Matthieu 18: 15-17
Nous ne pouvons concevoir un seul cas où un frère, possédant une intelligence moyenne, pourrait avoir besoin d’autre réconfort et d’autre conseil dans une mésentente que ceux auxquels le Seigneur a pourvu dans notre texte. Si ce frère a l’habitude de rechercher la sympathie des autres en voulant s’ingérer dans les affaires d’autrui, plus tôt il comprendra que sa conduite est mauvaise, mieux cela vaudra. Ce frère devrait apprendre à décider lui-même ce qu’il y a lieu de faire dans un cas au sujet duquel les Ecritures nous instruisent clairement. Le Seigneur déclare à celui qui a quelque chose contre son frère : « Va, reprends-le [ou convaincs-le. — Note Darby], entre toi et lui seul. » Si la chose est trop petite pour être mentionnée au frère, elle est trop petite pour être retenue et devrait être oubliée.
Il n’y a pas d’exception à la règle exprimée en Matthieu 18:15-17; mais il pourrait y avoir, dans certaines circonstances, une façon particulière d’interpréter cette règle. Par exemple, si le désaccord se produisait dans une famille, il pourrait y avoir des circonstances où il serait convenable de s’adresser au chef de famille.
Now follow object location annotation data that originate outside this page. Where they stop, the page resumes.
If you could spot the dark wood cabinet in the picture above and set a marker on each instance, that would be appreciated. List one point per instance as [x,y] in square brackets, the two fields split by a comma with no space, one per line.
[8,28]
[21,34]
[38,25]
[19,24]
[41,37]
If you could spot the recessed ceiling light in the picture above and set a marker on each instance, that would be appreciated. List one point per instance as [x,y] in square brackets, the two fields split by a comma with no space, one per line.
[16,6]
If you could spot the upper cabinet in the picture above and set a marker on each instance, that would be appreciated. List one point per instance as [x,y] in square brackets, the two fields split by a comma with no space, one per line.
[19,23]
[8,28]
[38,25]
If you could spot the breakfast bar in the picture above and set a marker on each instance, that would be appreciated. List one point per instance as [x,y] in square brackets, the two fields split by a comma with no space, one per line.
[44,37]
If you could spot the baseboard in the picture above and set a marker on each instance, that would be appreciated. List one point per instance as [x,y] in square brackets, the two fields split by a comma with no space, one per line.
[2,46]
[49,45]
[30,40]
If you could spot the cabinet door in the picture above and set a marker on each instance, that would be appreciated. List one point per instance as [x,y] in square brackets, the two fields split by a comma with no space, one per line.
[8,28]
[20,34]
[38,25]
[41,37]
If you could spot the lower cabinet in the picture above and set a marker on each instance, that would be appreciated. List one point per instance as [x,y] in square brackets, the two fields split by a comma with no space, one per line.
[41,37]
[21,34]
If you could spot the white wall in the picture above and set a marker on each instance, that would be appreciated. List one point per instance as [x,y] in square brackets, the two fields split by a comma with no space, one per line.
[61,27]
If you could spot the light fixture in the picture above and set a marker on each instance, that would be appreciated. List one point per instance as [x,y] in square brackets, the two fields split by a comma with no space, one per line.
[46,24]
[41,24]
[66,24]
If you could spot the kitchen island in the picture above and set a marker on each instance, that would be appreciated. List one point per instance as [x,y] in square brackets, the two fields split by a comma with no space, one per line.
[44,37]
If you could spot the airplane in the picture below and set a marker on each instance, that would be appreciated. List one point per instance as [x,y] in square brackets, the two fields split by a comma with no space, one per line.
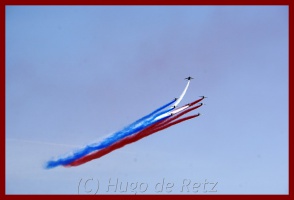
[189,78]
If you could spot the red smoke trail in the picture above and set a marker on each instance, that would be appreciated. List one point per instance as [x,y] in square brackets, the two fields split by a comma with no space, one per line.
[144,133]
S’il survenait dans une institution, c’est-à-dire dans une Société dont la personne responsable du désaccord serait simplement un représentant, il serait à propos de s’adresser au président de cette Société. Adopter une telle ligne de conduite, serait suivre la règle de Matthieu 18: 15 dans son sens logique. Mais ce sont là des applications mineures de cette règle, qui n’est ni rendue nulle ni mise de côté dans cette façon d’agir consistant à employer la sagesse susceptible de nous indiquer de quelle manière il est possible de régler telle affaire.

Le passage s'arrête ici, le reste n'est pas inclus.